Du XIIIe au XVIIe siècle, l’Europe est ravagée par plusieurs vagues de peste. Comprenant que la maladie se transmet par contact avec les malades, les médecins se munissent de bâtons pour mener leurs examens à distance. Ils s’équipent de tuniques en cuir, de bottes, de lunettes et de chapeaux pour s’isoler au maximum. Lors d’une de ces épidémies en 1612, le premier médecin de Louis XIII, Charles de Lorme, invente un masque destiné à protéger les médecins. Fait de carton bouilli et muni d’un bec d’oiseau, celui-ci est rempli d’herbes aromatiques. Leurs propriétés antiseptiques neutralisent les bactéries et masquent l’odeur des cadavres, permettant ainsi aux médecins de s’approcher de leurs patients.
Tandis que la peste recule, la médecine continue d’avancer. En 1897, le bactériologiste Carl Flügge montre que les postillons véhiculent des bactéries pathogènes. Il n’est pas rare à cette époque qu’à la suite d’une opération les plaies des patients s’infectent. Ayant suivi les recherches de Flügge, le chirurgien Johann Mikulicz décide alors de porter un masque lors de ses opérations et devient l’un des pionniers des techniques antiseptiques. Deux morceaux de gaze sont noués sur son calot par des cordons et couvrent son nez, sa bouche et sa barbe : c’est la naissance du masque chirurgical.
C’est lors de la grande peste de Mandchourie en 1910-1911 que le port masque, d’abord conseillé aux médecins, est rapidement étendu aux malades puis à toute la population. Le cap du masque obligatoire a été franchi en 1918 lors de l’épidémie de grippe espagnole à St Francisco. Déjà controversée, cette mesure a pourtant permis une diminution importante du nombre de décès.
C’est durant cette même épidémie que le port du masque s’est popularisé au Japon. Si bien que jusqu’à aujourd’hui, porter un masque en étant malade, même s’il s’agit d’un rhume, y est une question de politesse envers autrui.
C’est donc en s’inspirant des précédents historiques que lors de l’aggravation de l’épidémie Covid-19 le port du masque est devenu obligatoire. Le type de masque n’est cependant pas précisé. Réutilisable ou jetable, comment s’y retrouver ?
4. Evolution de la composition du masque médical :
Les premiers masques chirurgicaux sont donc simplement composés de quelques couches de gaze de coton. Y sont ajoutées par la suite des couches imperméables aux gouttelettes. Puis des tissus aux propriétés antibactériennes, anti-poussière et anti-gaz sont développés et utilisés également. Ces masques font l’objet de nombreux brevets, ils sont lavables et stérilisables.
C’est en 1930 qu’apparaissent les masques jetables en papier, suivis en 1960 par ceux en fibres synthétiques non tissées à usage unique.
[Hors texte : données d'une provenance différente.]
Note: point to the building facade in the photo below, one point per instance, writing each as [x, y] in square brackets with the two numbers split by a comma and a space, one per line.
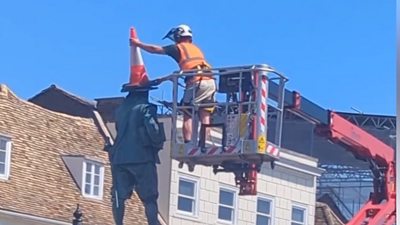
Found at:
[286, 194]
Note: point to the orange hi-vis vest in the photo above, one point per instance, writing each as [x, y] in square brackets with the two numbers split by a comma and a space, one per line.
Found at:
[192, 58]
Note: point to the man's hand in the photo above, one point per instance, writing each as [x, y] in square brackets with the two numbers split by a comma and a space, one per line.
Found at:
[134, 41]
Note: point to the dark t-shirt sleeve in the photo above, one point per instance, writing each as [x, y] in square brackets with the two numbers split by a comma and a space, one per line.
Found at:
[172, 51]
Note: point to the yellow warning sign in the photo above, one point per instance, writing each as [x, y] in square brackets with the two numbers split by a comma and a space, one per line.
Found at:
[262, 144]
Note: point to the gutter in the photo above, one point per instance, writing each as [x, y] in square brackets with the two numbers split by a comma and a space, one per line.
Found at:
[31, 217]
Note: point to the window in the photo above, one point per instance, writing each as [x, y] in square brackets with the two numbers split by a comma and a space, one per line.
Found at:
[264, 209]
[187, 195]
[5, 152]
[298, 215]
[93, 179]
[226, 208]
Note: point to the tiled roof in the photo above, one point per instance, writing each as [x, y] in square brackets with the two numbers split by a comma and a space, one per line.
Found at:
[39, 182]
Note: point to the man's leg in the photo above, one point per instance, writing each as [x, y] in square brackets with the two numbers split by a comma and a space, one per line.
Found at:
[147, 189]
[118, 208]
[205, 116]
[187, 128]
[151, 210]
[187, 114]
[122, 189]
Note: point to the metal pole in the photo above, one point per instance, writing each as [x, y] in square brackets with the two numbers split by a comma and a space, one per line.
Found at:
[397, 156]
[77, 216]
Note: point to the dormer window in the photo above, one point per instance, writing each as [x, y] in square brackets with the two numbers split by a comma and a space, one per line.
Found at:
[93, 179]
[88, 174]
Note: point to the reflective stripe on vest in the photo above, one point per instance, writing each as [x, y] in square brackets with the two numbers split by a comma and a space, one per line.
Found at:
[191, 56]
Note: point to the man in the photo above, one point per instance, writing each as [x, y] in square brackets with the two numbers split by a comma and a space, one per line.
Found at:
[134, 154]
[199, 88]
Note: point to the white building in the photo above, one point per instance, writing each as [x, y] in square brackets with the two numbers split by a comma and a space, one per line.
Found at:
[286, 194]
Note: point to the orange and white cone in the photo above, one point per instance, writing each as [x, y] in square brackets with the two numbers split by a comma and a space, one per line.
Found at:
[138, 75]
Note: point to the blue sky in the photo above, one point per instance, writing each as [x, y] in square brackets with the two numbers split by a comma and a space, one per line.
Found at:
[339, 54]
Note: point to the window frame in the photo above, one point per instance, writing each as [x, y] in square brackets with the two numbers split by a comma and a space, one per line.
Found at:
[234, 207]
[271, 210]
[301, 207]
[92, 173]
[195, 198]
[7, 159]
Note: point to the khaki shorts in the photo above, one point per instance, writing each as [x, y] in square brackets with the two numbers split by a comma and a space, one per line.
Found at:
[200, 92]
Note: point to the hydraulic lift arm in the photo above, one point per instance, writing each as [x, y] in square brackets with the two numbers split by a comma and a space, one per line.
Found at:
[380, 208]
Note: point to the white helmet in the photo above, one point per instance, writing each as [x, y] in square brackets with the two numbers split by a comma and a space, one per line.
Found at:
[180, 31]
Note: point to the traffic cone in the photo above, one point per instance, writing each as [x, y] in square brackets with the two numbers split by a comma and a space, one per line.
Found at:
[138, 75]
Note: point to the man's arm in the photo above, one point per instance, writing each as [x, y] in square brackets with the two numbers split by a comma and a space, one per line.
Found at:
[155, 49]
Ces masques deviennent rapidement la norme hospitalière. Une étude comparative datant de 1974 montre cependant que des masques composés de 4 couches de mousseline ont un effet filtrant supérieur à celui des masques en fibres non tissées, à condition que la fuite d’air au niveau du visage soit minimale. Le lavage des masques réutilisables augmenterait même leurs propriétés filtrantes, les fibres étant resserrées par l’eau et la chaleur.
Les industriels du jetables ont convaincu que la gestion d’un stock de masques à usage unique est plus facile que la gestion du lavage des réutilisables. Dans le contexte actuel, cela laisse présager en plus des crises sanitaire et économique une crise environnementale. En effet ces masques jetables qui trainent partout en ville et qui sont retrouvés jusque dans la mer ont une décomposition estimée à 400 ans! Un changement de politique des masques à l’échelle nationale est urgent.
Conclusion:
Fin de l’innovation pour les masques ? Non ! Les masques fenêtre commencent à inonder le marché. Selon une étude publiée cette semaine par UFC-Que-Choisir, les masques chirurgicaux à usage unique auraient tout de même une filtration efficace lavés jusqu‘à 10 fois à 60°C. Quant aux masques filtrants en tissu réutilisables, ils semblent toujours être la solution la plus raisonnable.
L’histoire des masques continue d’être écrite.